Federal alcohol research funding of nearly $8 million to the University of Louisville reflects a resurgence of interest in nutritional components of alcohol-induced disease and treatment for alcohol problems. The resulting establishment of the only nutritionally focused center among 20 National Institute on Alcohol Abuse and Alcoholism (NIAAA) Alcohol Research Centers is expected to expand significantly on the knowledge of how nutritional interventions can target organ injury caused by heavy alcohol use.

“There was a lot of interest in this 30 years ago, and then other things got hot,” says Craig McClain, MD, leader of the university Alcohol Research Center's research team and the university's associate vice president for translational research. “This is getting hot again.”

One contributing factor to the renewed interest, says McClain, is the broader understanding of epigenetics, or the functionally relevant changes to the genome caused by environmental cues. Nutrition's effects on epigenetics will be a focus of several of the university's cornerstone federally funded projects.

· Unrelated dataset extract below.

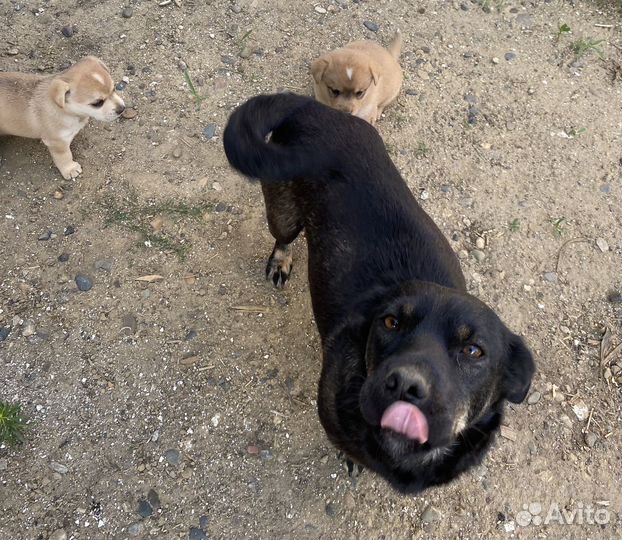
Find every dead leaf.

A written summary of the center's initiatives states, “There is great potential to rapidly translate nutritional intervention(s) into clinical practice.”

“Our focus is the interaction of nutrition in the development of alcohol-induced injury,” says McClain. Many professionals and the public may be familiar with the content of dietary guidelines that suggest some benefit to one alcohol drink a day for women or two for men, but fewer probably are aware that typical patterns of consuming 15 drinks a day among patients with alcoholic liver disease means a regular caloric intake of more than 2,000 without receiving the normal nutrients, McClain says.

Key projects

The Alcohol Research Center at the university will embark on four initial projects to shed further light on the effects of alcohol on the body:

  • It will examine the role of dietary unsaturated fat in the development and course of alcoholic liver disease. It appears that the balance of individuals' intake of problematic omega-6 fats and beneficial omega-3s has an influence on whether heavy drinkers ultimately develop liver disease.

  • It will evaluate alcohol-induced alterations in the intestine, which also appear to play a critical role in the development of alcoholic liver disease. McClain says that research will examine the potential effectiveness of a specific probiotic in disease prevention and treatment.

  • It will seek to identify the mechanisms under which maternal drinking results in mental retardation in the child, examining how the nutraceutical sulforaphane (found in broccoli sprouts) can provide epigenetic protection.

  • It will examine how chronic alcohol use increases susceptibility to inflammation of lung tissue, and how amino acid therapy may modulate this effect.

McClain points out that the research could shed additional light on beneficial interventions, such as supplementation, that are readily available. “You don't have to go through 10 years of FDA testing,” as with pharmaceuticals, he says.

The research team will brting together professionals from 13 departments within the university. Similarly, says McClain, subgroups within NIAAA that focus on behavior, brain effects and other organ effects are becoming unified around common themes in the understanding of alcohol's impacts.

McClain adds that the designation as an Alcohol Research Center will make the university a resource for others, with a goal of educating the overall healthcare community about nutrition and alcohol.